In 2020, Minnesota Gov. Tim Walz suggested that most of the violence that ensued after the murder of George Floyd was precipitated by out-of-state actors, but an Associated Press review found that 41 of the 52 people with protest-related arrest citations had Minnesota driver’s licenses.
“It’s almost like a convenient bogeyman to blame, but often the evidence of outside agitation turns out to be pretty slim or nonexistent,” says Ed Maguire, a criminologist who studies the policing of crowds at Arizona State University in Tempe.
Still, there are recent examples of “outsider” accusations that were later affirmed by evidence. New York City officials found that nearly half of the 282 people arrested during last year’s campus protests over Israel’s treatment of Gaza were not affiliated with the schools. The University of Texas at Austin reported similar statistics.
Some conservatives say there’s evidence to suggest that well-funded groups advocating for foreign powers have participated in, or even planned, protests in recent years.

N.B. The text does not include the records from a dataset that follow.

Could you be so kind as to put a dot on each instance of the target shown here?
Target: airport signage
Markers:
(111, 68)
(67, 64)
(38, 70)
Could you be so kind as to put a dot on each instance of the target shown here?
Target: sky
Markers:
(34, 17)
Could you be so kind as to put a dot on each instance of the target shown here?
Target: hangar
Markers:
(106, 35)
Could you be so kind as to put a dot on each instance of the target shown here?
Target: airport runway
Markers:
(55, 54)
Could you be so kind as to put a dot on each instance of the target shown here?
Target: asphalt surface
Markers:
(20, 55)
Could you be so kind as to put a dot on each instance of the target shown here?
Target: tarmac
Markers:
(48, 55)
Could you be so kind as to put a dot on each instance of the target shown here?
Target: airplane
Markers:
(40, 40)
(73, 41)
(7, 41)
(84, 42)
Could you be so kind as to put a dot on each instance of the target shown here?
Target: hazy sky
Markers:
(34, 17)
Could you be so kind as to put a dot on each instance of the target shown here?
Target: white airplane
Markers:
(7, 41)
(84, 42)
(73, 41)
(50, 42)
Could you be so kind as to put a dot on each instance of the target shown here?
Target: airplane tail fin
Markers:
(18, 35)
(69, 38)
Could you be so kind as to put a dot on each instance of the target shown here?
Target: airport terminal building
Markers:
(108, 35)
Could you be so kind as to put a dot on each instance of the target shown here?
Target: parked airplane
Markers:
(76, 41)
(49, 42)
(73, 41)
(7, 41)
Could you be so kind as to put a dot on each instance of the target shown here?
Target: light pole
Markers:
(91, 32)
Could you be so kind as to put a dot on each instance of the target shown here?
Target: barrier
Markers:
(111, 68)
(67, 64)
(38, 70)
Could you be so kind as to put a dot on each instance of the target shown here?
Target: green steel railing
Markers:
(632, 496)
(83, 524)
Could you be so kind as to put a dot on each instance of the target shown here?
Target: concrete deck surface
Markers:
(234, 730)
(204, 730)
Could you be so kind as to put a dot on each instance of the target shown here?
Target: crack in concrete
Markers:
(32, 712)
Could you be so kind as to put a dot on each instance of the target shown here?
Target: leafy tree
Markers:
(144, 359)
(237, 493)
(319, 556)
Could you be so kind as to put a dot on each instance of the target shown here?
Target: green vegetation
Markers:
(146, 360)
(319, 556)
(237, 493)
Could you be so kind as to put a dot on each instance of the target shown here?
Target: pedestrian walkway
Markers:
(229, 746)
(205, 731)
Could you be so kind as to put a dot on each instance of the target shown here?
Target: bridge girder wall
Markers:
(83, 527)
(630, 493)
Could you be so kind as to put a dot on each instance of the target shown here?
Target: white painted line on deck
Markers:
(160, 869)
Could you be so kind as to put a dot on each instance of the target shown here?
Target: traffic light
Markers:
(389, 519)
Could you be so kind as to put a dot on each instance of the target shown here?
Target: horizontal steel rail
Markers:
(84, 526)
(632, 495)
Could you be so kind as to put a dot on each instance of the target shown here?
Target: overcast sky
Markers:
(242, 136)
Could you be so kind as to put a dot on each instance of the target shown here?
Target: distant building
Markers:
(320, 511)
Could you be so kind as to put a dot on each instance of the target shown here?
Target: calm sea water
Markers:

“My theory … is that there are foreign regimes and enemies of the United States – especially China and Russia, Cuba, Iran, and Venezuela – that feed these nonprofit groups that then organize riots and protests to destabilize the United States,” says Daniel De Martino, a fellow at the Manhattan Institute.
Last year, The People’s Forum, a tax-exempt advocacy group, hosted 100 masked anti-Israel protesters before they occupied a hall at Columbia University, according to a report in The Washington Free Beacon. The group’s executive director, Manolo De Los Santos, told the group to “make it untenable for the politics of usual to take place in this country,” the report said.
Following the Black Lives Matter protests in 2020, Mr. Trump’s then-acting Homeland Security chief confirmed that some white supremacists, as well as other “violent opportunists,” had played a role. Many racial justice protesters were frustrated that some people used the protests as an excuse to commit crimes such as looting and arson.
“If you don’t know a way to be heard, you need to find a way. Because this is not the way,” Andre Ross, a resident of Kenosha, Wisconsin, told the Monitor in 2020 as he surveyed the charred rubble of his downtown.
Still, very few among the hundreds arrested during that summer’s protests, mostly for misdemeanor crimes, were affiliated with extremist groups, according to a report by The Associated Press. Many were actually young adults from suburban neighborhoods.
“The history of every social movement in the U.S. is a combination of orderly and unruly protests,” says Angus Johnston, a historian of student activism at the City University of New York and a protest veteran. “If you’re insisting that any evidence of unruliness is evidence of a conspiracy, you’re flying in the face of hundreds of years of American history.”